Este texto é uma versão reduzida do artigo “Restos quase mortais: fotografia, acontecimento e escola” enviado para a 31ª Reunião da Associação Nacional de Pós-Graduação Pesquisa em Educação (Anped – 2008), fragmento da tese de doutorado Foto quase grafias, o acontecimento por fotografias de escolas (Faculdade de Educação – Unicamp, 2008).
Alik Wunder é doutora em educação pelo Olho - Laboratório de Estudos Audiovisuais, da Faculdade de Educação, da Universidade Estadual de Campinas
Bibliografia
BARTHES, Roland. A câmara clara: nota sobre a fotografia. Rio de Janeiro: Nova Fronteira, 1984.

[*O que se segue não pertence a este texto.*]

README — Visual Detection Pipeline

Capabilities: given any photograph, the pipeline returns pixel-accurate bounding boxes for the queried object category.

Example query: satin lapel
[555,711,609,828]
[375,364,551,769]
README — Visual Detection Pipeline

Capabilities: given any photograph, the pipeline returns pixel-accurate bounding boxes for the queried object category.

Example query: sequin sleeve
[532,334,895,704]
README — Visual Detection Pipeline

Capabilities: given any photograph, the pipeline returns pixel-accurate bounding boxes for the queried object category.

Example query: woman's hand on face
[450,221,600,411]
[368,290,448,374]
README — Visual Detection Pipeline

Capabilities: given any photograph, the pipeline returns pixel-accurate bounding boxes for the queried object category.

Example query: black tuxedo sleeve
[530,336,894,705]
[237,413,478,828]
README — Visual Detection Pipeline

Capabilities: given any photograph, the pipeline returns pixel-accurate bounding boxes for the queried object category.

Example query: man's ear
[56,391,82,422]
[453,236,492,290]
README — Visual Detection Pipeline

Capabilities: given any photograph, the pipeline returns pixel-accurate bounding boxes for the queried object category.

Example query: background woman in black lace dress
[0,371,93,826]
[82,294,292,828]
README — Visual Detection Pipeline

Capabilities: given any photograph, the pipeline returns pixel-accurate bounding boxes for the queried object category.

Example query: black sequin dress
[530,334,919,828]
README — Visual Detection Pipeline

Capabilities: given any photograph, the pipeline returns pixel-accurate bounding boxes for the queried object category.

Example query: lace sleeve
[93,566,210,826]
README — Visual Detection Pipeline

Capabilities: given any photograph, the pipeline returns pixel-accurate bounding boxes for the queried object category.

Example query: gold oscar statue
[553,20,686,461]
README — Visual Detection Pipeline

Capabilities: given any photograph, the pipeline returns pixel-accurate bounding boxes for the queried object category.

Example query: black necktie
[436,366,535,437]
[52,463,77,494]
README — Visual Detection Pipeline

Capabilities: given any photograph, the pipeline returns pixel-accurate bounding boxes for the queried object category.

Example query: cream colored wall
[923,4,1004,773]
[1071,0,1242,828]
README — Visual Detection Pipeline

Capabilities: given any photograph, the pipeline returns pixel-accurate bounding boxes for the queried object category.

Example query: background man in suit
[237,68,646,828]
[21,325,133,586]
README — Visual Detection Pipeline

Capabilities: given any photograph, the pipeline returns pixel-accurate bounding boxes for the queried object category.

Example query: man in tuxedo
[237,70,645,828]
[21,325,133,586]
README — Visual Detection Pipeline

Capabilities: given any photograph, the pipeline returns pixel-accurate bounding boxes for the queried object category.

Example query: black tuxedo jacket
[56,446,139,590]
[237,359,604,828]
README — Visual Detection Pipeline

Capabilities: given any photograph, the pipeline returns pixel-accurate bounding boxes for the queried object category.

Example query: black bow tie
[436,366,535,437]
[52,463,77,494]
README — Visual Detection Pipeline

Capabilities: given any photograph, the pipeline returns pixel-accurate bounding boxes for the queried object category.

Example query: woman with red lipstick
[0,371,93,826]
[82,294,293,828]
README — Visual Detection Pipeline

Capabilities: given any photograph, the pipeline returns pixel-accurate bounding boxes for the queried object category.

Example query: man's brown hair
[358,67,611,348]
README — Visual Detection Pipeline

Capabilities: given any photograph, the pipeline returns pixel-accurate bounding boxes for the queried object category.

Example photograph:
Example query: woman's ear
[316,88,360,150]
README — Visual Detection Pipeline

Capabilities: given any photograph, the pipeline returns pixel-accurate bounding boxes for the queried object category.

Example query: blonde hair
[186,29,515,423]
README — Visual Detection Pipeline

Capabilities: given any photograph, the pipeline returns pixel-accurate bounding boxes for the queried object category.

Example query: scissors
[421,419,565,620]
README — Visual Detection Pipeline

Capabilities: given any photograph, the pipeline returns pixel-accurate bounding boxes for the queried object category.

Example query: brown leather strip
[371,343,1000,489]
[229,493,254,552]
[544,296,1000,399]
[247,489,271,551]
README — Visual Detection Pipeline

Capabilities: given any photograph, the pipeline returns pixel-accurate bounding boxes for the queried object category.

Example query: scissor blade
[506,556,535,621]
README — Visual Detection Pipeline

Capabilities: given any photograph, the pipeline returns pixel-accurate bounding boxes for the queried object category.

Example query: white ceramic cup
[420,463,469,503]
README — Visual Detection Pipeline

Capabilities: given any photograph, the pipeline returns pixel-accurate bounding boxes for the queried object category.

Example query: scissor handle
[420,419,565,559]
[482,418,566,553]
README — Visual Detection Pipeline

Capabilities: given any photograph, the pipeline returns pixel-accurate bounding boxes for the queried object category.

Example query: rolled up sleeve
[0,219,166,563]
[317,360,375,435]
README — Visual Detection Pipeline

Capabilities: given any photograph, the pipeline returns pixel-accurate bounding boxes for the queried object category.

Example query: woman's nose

DELEUZE, Gilles. Lógica do sentido. São Paulo: Perspectiva, 2003.
VILELA, Eugénia. "Resistência e acontecimento. As palavras sem centro". In: KOHAN, Walter Omar. Foucault 80 anos. Belo Horizonte: Autêntica, 2006, p.107-128.
VILELA, Eugénia. Corpo, resistência e testemunho nos espaços contemporâneos de abandono. Dissertação de doutoramento em filosofia, Universidade de Letras do Porto, 2004.
PESSOA, Fernando. O livro do desassossego de Bernardo Soares. Lisboa: Planeta DeAgostini, 2006.
SONTAG, Susan. Sobre fotografia. São Paulo: Companhia das Letras, 2004.
ZAMBRANO, Maria. Dictados y sentencias (edición de Antoni Marí). Barcelona: Edhasa, 1999.